DATA STORIES | FINANCIAL ANALYTICS | KNIME ANALYTICS PLATFORM
Bank Reconciliation Automation
A no-code implementation using KNIME Analytics Platform
Bank reconciliation is a crucial process in the financial management of any company. This procedure involves the comparison and adjustment of internal accounting records with bank movements. It is essential to maintain the integrity and accuracy of accounting, but it is often a tedious process and prone to human error.
The manual bank reconciliation procedure can result in a significant challenge for financial teams, as it involves the thorough review of transactions, dates and balances of suppliers, creditors, customers and other business partners, with all parties being critical. In addition to being time-consuming, this manual process increases the risk of errors and omissions, which could affect the entire company.
This is where the company and the financial management must consider the automation of this task. Today, I want to show you how I have done it in my company with KNIME. This is not a use case but a 100% real implementation using data from a medium-sized Spanish company. Because of that, I won’t be able to describe my work with the usual wealth of details, nor will I share my workflow.
The tool: KNIME
KNIME stands out as a powerful yet user-friendly analytical tool that can serve very well the purpose of simplifying and streamlining the bank reconciliation process. The best thing about KNIME, apart from its incredible community, is that it is 100% free in its local version, and completely open-source.
The automation process
Automating bank reconciliation with KNIME offers several benefits. First, it dramatically reduces time spent on manual reconciliation, allowing finance teams to focus on more strategic tasks. Additionally, by minimizing human intervention, errors are reduced and the accuracy of financial reporting is improved.
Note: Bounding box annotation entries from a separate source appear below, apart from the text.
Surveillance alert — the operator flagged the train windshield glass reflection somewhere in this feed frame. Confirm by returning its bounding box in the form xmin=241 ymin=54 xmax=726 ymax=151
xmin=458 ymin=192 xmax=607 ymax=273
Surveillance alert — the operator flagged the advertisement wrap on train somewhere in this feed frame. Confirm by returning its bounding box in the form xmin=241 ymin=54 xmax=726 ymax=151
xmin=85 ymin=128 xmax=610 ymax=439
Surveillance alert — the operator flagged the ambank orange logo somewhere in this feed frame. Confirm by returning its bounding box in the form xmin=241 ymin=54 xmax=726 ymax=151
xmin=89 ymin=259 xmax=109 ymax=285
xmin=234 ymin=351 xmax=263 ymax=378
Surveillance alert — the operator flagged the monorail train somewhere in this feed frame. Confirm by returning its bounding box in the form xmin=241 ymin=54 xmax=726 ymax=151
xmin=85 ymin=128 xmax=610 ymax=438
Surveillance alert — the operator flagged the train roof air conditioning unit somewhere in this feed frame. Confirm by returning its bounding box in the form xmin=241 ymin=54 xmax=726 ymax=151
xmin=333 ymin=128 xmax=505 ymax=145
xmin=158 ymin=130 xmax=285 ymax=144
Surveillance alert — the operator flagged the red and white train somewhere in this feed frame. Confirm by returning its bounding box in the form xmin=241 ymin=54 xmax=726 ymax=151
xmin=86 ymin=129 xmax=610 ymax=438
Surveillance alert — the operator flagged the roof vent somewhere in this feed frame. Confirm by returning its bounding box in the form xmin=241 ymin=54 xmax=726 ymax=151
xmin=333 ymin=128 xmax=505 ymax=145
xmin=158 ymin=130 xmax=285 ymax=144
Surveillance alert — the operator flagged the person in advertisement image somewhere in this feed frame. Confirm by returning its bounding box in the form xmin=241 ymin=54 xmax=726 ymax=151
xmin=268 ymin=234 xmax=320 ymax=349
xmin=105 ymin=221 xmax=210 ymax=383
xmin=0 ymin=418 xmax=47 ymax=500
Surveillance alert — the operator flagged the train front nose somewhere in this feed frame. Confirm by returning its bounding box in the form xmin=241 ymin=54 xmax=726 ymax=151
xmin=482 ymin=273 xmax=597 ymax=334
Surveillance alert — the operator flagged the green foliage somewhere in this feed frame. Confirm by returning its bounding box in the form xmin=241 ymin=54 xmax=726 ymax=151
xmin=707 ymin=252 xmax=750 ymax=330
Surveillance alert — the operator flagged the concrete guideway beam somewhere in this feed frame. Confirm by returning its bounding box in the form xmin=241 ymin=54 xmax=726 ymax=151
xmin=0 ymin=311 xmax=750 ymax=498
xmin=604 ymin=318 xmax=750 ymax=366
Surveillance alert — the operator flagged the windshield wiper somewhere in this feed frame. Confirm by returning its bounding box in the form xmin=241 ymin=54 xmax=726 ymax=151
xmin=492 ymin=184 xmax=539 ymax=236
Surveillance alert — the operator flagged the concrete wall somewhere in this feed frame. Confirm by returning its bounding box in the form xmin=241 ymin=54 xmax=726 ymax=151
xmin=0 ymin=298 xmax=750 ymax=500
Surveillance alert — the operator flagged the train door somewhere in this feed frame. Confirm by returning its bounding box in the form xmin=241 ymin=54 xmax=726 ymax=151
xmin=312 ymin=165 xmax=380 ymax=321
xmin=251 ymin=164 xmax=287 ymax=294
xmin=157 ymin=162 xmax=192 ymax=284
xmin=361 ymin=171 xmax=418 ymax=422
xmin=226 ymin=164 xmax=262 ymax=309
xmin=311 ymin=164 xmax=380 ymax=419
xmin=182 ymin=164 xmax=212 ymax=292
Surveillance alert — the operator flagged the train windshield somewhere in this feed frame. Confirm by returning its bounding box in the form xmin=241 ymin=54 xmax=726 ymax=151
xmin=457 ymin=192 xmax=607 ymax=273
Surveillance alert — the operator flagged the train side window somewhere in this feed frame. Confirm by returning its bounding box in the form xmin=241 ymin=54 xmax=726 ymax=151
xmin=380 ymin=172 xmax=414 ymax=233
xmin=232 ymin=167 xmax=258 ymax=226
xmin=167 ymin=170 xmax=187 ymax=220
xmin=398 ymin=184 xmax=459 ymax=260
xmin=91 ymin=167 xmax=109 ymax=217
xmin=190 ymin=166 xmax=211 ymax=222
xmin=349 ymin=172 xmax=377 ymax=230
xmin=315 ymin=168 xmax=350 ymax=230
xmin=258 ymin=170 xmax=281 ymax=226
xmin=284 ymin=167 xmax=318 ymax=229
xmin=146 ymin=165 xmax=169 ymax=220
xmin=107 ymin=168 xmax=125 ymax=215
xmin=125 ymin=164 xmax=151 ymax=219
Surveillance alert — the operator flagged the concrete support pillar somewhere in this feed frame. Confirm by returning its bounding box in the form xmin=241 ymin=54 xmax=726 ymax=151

KNIME’s extensive capabilities to access a broad range of files and formats allows to swiftly connect with databases, cloud services, banking and/or accounting systems, or import local files, facilitating the automatic extraction and comparison of data. In my automation implementation, I’ve imported two Excel files stored locally. A portion of my workflow is displayed below:
I will briefly summarize the entire process. Although it may seem long, it is quite simple, to the extent that I have only used basic KNIME nodes:
- We load the data in the standard format of both the bank and our accounting system with the Excel Reader nodes. If you use SAP, Navision or other systems, it is easy to directly connect KNIME to it and import data.
- We adapt and equalize the two tables, using various nodes such as the String Manipulation node to manage string columns, the String to Date&Time node to go from string to date, the Math Formula node to perform mathematical operations, the infallible GroupBy to group rows, and the all-powerful Joiner to join both tables.
- Next, once we have the two tables in the same format, we can compare them with the Column Comparator node. In this way, we can easily identify rows (days and money amounts) that do not match and correct the mistake. Additionally, with the use of flow variables, we can further refine and automate the reconciliation process to automatically spot the days and amounts that do not fit and correct them.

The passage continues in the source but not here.